On the Limitations of Cross-lingual Encoders as Exposed by Reference-Free Machine Translation Evaluation
This addresses the challenge of scalable, reference-free MT evaluation for researchers and practitioners, but is incremental as it builds on existing encoders with partial fixes.
The paper tackles the problem of evaluating machine translation systems without reference translations by testing cross-lingual encoders like M-BERT and LASER, finding they perform poorly due to semantic mismatches and inability to detect low-quality translations, and proposes remedies that improve correlation by 5.7 points over BLEU.
Evaluation of cross-lingual encoders is usually performed either via zero-shot cross-lingual transfer in supervised downstream tasks or via unsupervised cross-lingual textual similarity.

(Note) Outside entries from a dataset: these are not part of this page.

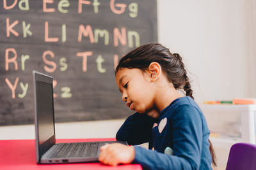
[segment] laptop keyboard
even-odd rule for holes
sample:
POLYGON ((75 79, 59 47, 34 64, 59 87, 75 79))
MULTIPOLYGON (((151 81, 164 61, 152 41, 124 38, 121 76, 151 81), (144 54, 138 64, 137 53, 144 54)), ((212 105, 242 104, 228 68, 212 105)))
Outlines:
POLYGON ((96 157, 99 143, 59 143, 51 158, 96 157))

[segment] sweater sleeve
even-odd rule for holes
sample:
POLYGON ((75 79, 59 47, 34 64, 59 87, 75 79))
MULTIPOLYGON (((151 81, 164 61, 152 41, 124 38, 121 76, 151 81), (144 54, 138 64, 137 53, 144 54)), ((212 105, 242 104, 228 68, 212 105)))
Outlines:
POLYGON ((146 114, 136 113, 129 117, 119 129, 116 140, 126 141, 132 145, 149 142, 155 121, 146 114))
POLYGON ((134 163, 147 169, 199 169, 202 145, 202 123, 193 106, 182 106, 172 118, 172 155, 135 146, 134 163))

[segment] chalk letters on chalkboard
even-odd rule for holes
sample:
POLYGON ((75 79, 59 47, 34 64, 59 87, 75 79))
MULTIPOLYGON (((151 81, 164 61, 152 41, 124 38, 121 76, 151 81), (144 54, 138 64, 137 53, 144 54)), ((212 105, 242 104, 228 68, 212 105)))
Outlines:
POLYGON ((33 123, 33 70, 54 78, 57 122, 131 113, 115 69, 132 49, 157 41, 156 0, 0 3, 0 125, 33 123))

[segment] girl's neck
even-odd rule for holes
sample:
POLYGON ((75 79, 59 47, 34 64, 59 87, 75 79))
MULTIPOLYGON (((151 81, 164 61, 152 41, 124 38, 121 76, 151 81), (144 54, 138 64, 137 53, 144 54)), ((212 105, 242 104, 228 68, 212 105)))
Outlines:
POLYGON ((161 88, 157 90, 156 95, 154 100, 155 107, 160 112, 169 106, 174 100, 183 96, 173 86, 161 88))

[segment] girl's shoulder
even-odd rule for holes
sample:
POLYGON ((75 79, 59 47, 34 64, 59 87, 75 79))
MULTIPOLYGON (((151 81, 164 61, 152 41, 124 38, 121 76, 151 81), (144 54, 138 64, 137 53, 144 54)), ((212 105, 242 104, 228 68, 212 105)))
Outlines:
POLYGON ((189 96, 179 97, 174 100, 164 111, 163 114, 160 113, 160 116, 168 118, 173 116, 189 118, 195 116, 202 117, 204 115, 195 101, 189 96))

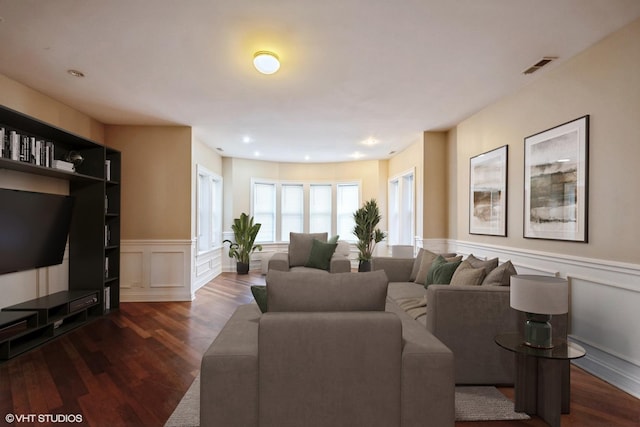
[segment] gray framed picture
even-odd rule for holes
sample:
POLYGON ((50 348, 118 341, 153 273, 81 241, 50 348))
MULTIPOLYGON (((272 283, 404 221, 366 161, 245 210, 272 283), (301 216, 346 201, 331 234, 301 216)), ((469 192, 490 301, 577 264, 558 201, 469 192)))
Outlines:
POLYGON ((589 116, 524 139, 524 237, 587 242, 589 116))
POLYGON ((469 161, 469 234, 507 235, 507 145, 469 161))

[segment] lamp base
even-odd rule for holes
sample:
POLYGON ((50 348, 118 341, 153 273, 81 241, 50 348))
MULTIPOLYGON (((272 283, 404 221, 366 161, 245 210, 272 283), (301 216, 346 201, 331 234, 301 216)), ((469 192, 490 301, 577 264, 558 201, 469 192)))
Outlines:
POLYGON ((551 316, 548 314, 527 313, 524 324, 524 344, 534 348, 553 348, 551 316))

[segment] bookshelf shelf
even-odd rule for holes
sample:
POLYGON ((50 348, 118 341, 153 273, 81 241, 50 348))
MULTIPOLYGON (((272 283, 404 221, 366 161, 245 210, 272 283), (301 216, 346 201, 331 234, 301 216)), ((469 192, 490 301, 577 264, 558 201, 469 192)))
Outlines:
MULTIPOLYGON (((5 138, 0 140, 0 169, 68 181, 69 195, 74 198, 69 232, 68 291, 5 307, 0 311, 0 359, 8 359, 119 307, 121 154, 110 147, 0 106, 0 133, 3 130, 5 138), (33 155, 32 145, 32 155, 27 157, 30 161, 25 158, 16 160, 15 156, 12 158, 13 146, 9 141, 11 132, 21 138, 40 141, 40 145, 36 146, 40 150, 35 150, 39 157, 33 155), (45 151, 47 155, 43 154, 45 151), (54 160, 66 160, 70 153, 82 157, 82 163, 75 166, 75 171, 50 167, 54 160), (109 230, 108 240, 105 240, 106 228, 109 230), (71 310, 69 304, 76 301, 77 293, 85 296, 88 293, 96 301, 78 311, 71 310), (34 308, 52 304, 51 300, 55 298, 62 302, 57 301, 46 310, 34 308), (23 305, 27 303, 31 306, 30 310, 23 305), (20 306, 23 308, 20 309, 20 306), (5 329, 11 326, 11 320, 4 319, 11 319, 19 312, 35 312, 37 325, 29 324, 29 328, 14 334, 11 328, 5 329), (3 330, 11 335, 4 341, 3 330)), ((31 323, 34 322, 32 317, 29 317, 31 323)))

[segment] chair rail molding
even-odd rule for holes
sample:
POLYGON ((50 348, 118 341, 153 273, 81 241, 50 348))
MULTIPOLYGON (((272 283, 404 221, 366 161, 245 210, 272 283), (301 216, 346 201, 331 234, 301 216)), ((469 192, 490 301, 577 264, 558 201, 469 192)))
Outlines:
POLYGON ((121 240, 120 301, 192 301, 194 253, 195 240, 121 240))
POLYGON ((569 339, 587 350, 573 363, 640 398, 640 264, 460 240, 449 240, 447 250, 569 280, 569 339))

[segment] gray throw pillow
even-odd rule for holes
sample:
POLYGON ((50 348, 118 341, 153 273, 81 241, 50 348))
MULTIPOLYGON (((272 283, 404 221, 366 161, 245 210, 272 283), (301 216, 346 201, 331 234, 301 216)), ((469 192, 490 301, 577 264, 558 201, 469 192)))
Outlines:
POLYGON ((470 254, 467 257, 467 261, 469 261, 473 268, 484 268, 485 275, 491 273, 491 270, 498 266, 498 258, 481 260, 473 256, 473 254, 470 254))
POLYGON ((485 276, 485 270, 482 267, 474 268, 468 260, 462 261, 462 264, 456 269, 451 278, 451 286, 480 286, 485 276))
POLYGON ((487 274, 487 277, 482 281, 482 286, 509 286, 511 276, 514 274, 518 274, 516 268, 511 264, 511 261, 507 261, 491 270, 491 273, 487 274))

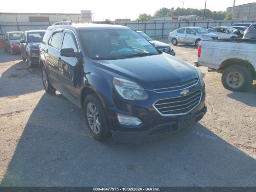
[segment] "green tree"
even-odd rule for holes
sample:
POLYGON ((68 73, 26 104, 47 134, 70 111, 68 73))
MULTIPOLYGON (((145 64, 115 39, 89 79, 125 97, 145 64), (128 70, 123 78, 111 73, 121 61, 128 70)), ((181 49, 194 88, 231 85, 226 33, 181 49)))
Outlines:
POLYGON ((141 13, 139 15, 139 17, 137 19, 137 20, 141 21, 143 20, 148 20, 151 19, 152 16, 150 14, 147 14, 146 13, 141 13))

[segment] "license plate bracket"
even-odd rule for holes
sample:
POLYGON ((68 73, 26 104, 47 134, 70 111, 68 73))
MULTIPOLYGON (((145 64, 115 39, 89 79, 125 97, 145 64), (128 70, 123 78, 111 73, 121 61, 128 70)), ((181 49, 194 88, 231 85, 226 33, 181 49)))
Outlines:
POLYGON ((184 129, 195 124, 195 114, 182 116, 176 118, 176 126, 178 130, 184 129))

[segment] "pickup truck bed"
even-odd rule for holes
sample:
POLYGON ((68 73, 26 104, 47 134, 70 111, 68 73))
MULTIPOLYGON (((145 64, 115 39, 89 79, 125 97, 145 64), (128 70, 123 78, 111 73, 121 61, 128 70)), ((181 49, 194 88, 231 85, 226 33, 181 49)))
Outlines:
POLYGON ((203 40, 195 64, 222 73, 222 81, 226 88, 245 90, 256 79, 256 40, 203 40))

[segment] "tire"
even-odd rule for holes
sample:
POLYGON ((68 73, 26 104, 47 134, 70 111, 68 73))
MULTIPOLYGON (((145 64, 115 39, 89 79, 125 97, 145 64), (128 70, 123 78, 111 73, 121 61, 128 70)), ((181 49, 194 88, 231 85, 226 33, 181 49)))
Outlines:
POLYGON ((44 66, 42 68, 42 75, 43 85, 45 91, 48 93, 55 93, 56 92, 56 89, 51 84, 49 80, 49 77, 48 77, 46 69, 44 66), (46 82, 46 80, 47 81, 46 82))
POLYGON ((200 41, 201 40, 200 39, 197 39, 196 41, 196 42, 195 43, 195 45, 197 47, 198 47, 199 46, 199 43, 200 41))
POLYGON ((30 56, 29 56, 29 55, 26 54, 26 55, 27 56, 27 63, 28 64, 28 65, 30 68, 32 68, 33 67, 33 65, 31 62, 31 58, 30 56))
POLYGON ((221 77, 223 86, 235 91, 244 91, 252 84, 252 73, 244 66, 234 65, 224 70, 221 77))
POLYGON ((178 44, 178 41, 176 38, 174 38, 172 40, 172 44, 173 45, 177 45, 178 44))
POLYGON ((95 139, 104 141, 110 136, 107 115, 96 94, 90 94, 86 97, 84 105, 84 111, 87 127, 91 135, 95 139))

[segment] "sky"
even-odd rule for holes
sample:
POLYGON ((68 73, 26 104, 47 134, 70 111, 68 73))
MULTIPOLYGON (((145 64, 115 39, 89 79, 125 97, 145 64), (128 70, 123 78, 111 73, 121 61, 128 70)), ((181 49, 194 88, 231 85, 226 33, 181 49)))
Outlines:
MULTIPOLYGON (((184 8, 204 8, 205 0, 183 1, 184 8)), ((135 20, 140 13, 152 15, 162 7, 182 6, 182 0, 12 0, 10 2, 2 1, 0 12, 80 13, 81 9, 90 10, 95 21, 106 19, 113 20, 126 17, 135 20)), ((236 0, 236 5, 253 2, 251 0, 236 0)), ((233 3, 234 0, 207 0, 206 8, 212 11, 225 11, 227 7, 233 6, 233 3)))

In this paper, we concern ourselves with reference-free machine translation (MT) evaluation where we directly compare source texts to (sometimes low-quality) system translations, which represents a natural adversarial setup for multilingual encoders. Reference-free evaluation holds the promise of web-scale comparison of MT systems. We systematically investigate a range of metrics based on state-of-the-art cross-lingual semantic representations obtained with pretrained M-BERT and LASER. We find that they perform poorly as semantic encoders for reference-free MT evaluation and identify their two key limitations, namely, (a) a semantic mismatch between representations of mutual translations and, more prominently, (b) the inability to punish "translationese", i.e., low-quality literal translations. We propose two partial remedies: (1) post-hoc re-alignment of the vector spaces and (2) coupling of semantic-similarity based metrics with target-side language modeling. In segment-level MT evaluation, our best metric surpasses reference-based BLEU by 5.7 correlation points.